The Cerf- Kahn paper of May 1974 described something revolutionary. Under the framework described in the paper, messages should be encapsulated and decapsulated in “datagrams,” much as a letter is put into and taken out of an envelope, and sent as end-to-end packets. These messages would be called transmission-control protocol, or TCP, messages. The paper also introduced the notion of gateways, which would read only the envelope so that only the receiving hosts would read the contents.

The invention of TCP would be absolutely crucial to networking. Without TCP, communication across networks couldn’t happen.

[In 1978], the trio presented an idea to the group: break off the piece of the Transmission-Control Protocol that deals with routing packets and form a separate Internet Protocol, or IP.

After the split, TCP would be responsible for breaking up messages into datagrams, reassembling them at the other end, detecting errors, resending anything that got lost, and putting packets back in the right order. The Internet Protocol, or IP, would be responsible for routing individual datagrams.

“I remember having a general guideline about what went into IP versus what was in TCP,” Postel recalled. “The rule was ‘Do the gateways need this information in order to move the packet?’If not, then that information does not go in IP.”

By 1978, TCP had officially become TCP/IP.

In 1973, just when Cerf and Kahn had begun collaborating on the concept of internetworking, Bob Metcalfe at Xerox PARC was inventing the technological underpinnings for a new kind of network. Called a short-distance, or local-area, network, Metcalfe’s network would connect computers not in different cities but in different rooms. One computer wishing to send a data packet to another machine—say, a desktop workstation sending to a printer—listens for traffic on the cable. If the computer detects conflicting transmissions, it waits, usually for a few thousandths of a second. When the cable is quiet, the computer begins transmitting its packet. If, during the transmission, it detects a collision, it stops and waits before trying again—usually a few hundred microseconds. In both instances, the computer chooses the delay randomly, minimizing the possibility of retrying at the same instant selected by whatever device sent the signal that caused the collision. As the network gets busier, computers back off and retry over longer random intervals. This keeps the process efficient and the channel intact.

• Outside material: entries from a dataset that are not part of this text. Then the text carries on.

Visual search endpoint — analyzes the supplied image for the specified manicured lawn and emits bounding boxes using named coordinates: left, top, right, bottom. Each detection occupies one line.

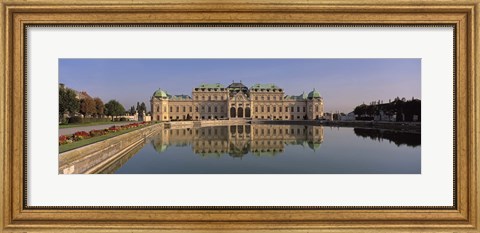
left=58, top=121, right=115, bottom=129
left=58, top=124, right=151, bottom=153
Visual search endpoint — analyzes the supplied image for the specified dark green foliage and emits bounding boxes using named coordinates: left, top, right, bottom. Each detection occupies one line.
left=58, top=87, right=80, bottom=120
left=105, top=100, right=125, bottom=119
left=353, top=97, right=422, bottom=121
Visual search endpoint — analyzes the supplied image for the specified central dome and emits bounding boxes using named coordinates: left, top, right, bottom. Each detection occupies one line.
left=308, top=88, right=320, bottom=99
left=153, top=89, right=168, bottom=98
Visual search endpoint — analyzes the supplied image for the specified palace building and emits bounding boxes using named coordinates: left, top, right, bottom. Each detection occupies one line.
left=151, top=82, right=323, bottom=121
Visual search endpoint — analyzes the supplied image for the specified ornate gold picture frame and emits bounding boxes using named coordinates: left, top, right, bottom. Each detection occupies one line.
left=0, top=0, right=480, bottom=232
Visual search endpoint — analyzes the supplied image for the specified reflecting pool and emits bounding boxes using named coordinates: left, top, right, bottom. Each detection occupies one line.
left=103, top=124, right=421, bottom=174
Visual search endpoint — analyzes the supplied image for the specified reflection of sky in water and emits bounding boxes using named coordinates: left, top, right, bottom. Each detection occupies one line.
left=115, top=126, right=421, bottom=174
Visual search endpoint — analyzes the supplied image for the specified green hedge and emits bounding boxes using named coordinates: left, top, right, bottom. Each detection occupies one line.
left=68, top=116, right=111, bottom=124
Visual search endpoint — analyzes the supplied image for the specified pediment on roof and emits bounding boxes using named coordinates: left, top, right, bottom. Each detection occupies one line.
left=232, top=92, right=249, bottom=101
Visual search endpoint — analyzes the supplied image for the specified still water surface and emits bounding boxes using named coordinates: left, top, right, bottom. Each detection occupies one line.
left=104, top=125, right=421, bottom=174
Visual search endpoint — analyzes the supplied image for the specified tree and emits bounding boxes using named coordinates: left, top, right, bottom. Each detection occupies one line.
left=58, top=88, right=80, bottom=121
left=105, top=100, right=125, bottom=120
left=93, top=97, right=105, bottom=117
left=80, top=96, right=97, bottom=117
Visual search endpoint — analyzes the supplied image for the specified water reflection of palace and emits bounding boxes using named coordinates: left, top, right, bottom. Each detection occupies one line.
left=152, top=125, right=323, bottom=157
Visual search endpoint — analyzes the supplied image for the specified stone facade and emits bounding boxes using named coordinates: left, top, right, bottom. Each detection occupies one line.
left=150, top=83, right=323, bottom=121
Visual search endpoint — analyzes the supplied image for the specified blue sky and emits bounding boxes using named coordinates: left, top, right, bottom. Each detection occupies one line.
left=59, top=59, right=421, bottom=113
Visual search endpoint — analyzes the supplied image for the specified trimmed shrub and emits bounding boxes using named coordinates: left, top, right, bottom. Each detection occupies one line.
left=68, top=116, right=83, bottom=124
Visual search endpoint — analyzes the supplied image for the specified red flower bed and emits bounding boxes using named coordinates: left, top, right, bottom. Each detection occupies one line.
left=58, top=121, right=148, bottom=145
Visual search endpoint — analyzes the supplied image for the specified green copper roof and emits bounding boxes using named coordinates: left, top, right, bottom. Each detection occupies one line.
left=169, top=95, right=192, bottom=100
left=198, top=83, right=224, bottom=88
left=308, top=88, right=320, bottom=99
left=153, top=89, right=168, bottom=98
left=251, top=83, right=280, bottom=90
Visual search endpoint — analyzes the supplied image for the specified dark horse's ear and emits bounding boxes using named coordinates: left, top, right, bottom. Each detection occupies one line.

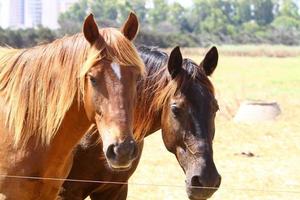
left=121, top=12, right=139, bottom=40
left=83, top=14, right=100, bottom=44
left=168, top=46, right=182, bottom=79
left=200, top=46, right=219, bottom=76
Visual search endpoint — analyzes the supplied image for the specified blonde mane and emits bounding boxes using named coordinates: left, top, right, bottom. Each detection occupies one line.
left=0, top=28, right=144, bottom=146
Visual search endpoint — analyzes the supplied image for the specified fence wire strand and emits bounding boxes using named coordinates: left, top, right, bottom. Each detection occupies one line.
left=0, top=174, right=300, bottom=194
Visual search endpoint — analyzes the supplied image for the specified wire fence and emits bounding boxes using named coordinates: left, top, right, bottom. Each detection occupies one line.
left=0, top=174, right=300, bottom=194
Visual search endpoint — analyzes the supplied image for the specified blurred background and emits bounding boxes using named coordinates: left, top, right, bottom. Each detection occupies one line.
left=0, top=0, right=300, bottom=200
left=0, top=0, right=300, bottom=48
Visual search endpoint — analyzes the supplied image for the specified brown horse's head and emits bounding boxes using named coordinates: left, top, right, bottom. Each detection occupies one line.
left=83, top=13, right=144, bottom=170
left=161, top=47, right=221, bottom=199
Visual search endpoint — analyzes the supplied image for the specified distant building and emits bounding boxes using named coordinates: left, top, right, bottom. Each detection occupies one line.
left=0, top=0, right=78, bottom=29
left=0, top=0, right=25, bottom=28
left=24, top=0, right=42, bottom=28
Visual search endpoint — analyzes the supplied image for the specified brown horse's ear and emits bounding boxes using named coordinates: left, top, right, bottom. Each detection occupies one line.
left=168, top=46, right=182, bottom=79
left=200, top=46, right=219, bottom=76
left=83, top=14, right=100, bottom=44
left=121, top=12, right=139, bottom=41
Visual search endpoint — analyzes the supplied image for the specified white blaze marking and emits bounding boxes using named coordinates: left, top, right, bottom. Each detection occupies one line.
left=111, top=63, right=121, bottom=80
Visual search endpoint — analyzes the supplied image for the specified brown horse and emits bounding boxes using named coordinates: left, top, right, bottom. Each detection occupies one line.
left=60, top=47, right=221, bottom=200
left=0, top=14, right=144, bottom=200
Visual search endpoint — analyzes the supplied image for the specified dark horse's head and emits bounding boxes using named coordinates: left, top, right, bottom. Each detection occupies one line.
left=161, top=47, right=221, bottom=200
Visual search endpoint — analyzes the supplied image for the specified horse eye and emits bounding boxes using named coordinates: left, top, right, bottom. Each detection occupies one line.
left=89, top=76, right=97, bottom=86
left=171, top=104, right=180, bottom=117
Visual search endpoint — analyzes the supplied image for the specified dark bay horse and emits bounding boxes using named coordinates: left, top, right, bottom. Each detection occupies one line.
left=0, top=14, right=145, bottom=200
left=60, top=47, right=221, bottom=200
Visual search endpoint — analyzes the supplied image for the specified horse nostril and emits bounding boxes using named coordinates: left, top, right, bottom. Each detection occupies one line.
left=191, top=176, right=203, bottom=187
left=130, top=140, right=139, bottom=159
left=106, top=144, right=117, bottom=160
left=215, top=175, right=222, bottom=188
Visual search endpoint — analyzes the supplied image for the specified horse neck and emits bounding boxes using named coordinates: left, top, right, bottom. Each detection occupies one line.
left=50, top=98, right=91, bottom=153
left=134, top=65, right=167, bottom=137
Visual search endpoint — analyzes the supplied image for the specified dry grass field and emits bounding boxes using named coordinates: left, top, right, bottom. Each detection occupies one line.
left=128, top=46, right=300, bottom=200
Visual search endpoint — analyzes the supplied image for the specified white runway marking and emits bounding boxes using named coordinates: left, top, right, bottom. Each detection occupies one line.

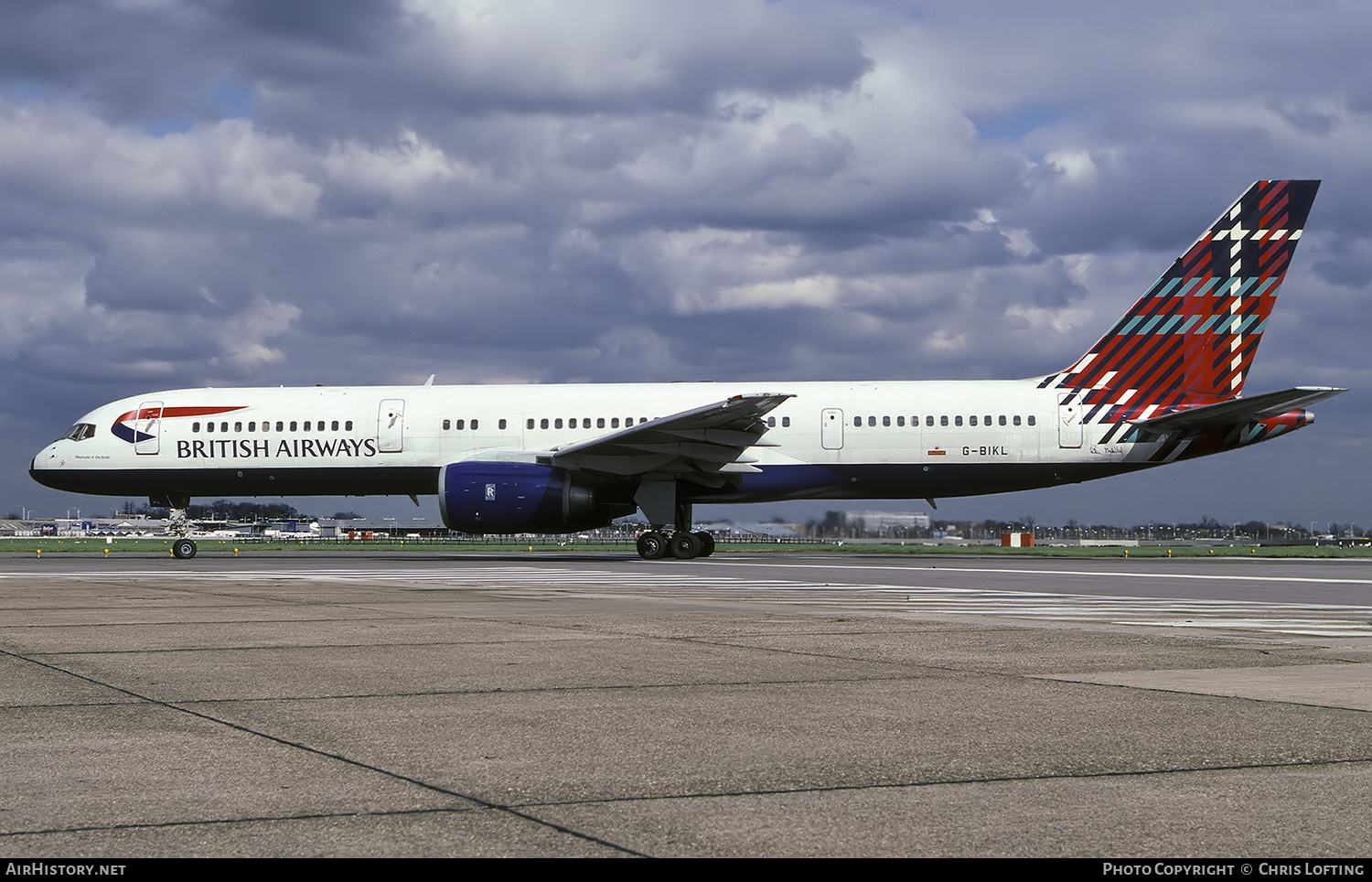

He rechristened the system Ethernet.

By June 1983, more than seventy sites were on-line, obtaining full services and paying annual dues. At the end of the five-year period of NSF support in 1986, nearly all the country’s computer science departments, as well as a large number of private computer research sites, were connected. The network was financially stable and financially self-sufficient.

The collection of networks gradually came to be called the “Internet,” borrowing the first word of “Internet Protocol.”

At around the same time, private corporations and research institutions were building networks that used TCP/IP. The market opened up for routers. Gateways were the internetworking variation on IMPs, while routers were the mass-produced version of gateways, hooking local area networks to the ARPANET.

Throughout the early 1980s, local area networks were the rage. Every university hooked its workstations to local area networks. Rather than connect to a single large computer, universities wanted to connect their entire local area network—or LAN—to the ARPANET.

The takeoff was just beginning. In 1990, the World Wide Web, a multimedia branch of the Internet, had been created by researchers at CERN, the European Laboratory for Particle Physics near Geneva. Using Tim Berners-Lee’s HTTP protocol, computer scientists around the world began making the Internet easier to navigate with point-and-click programs. These browsers were modeled after Berners-Lee’s original, and usually based on the CERN code library. One browser in particular, called Mosaic, created in 1993 by a couple of students at University of Illinois, would help popularize the Web and therefore the Net as no software tool had yet done.

[In 1991], the NSF had lifted restrictions against commercial use of the Internet, and now you could get rich not just by inventing a gateway to the Net but by taking business itself onto the Net.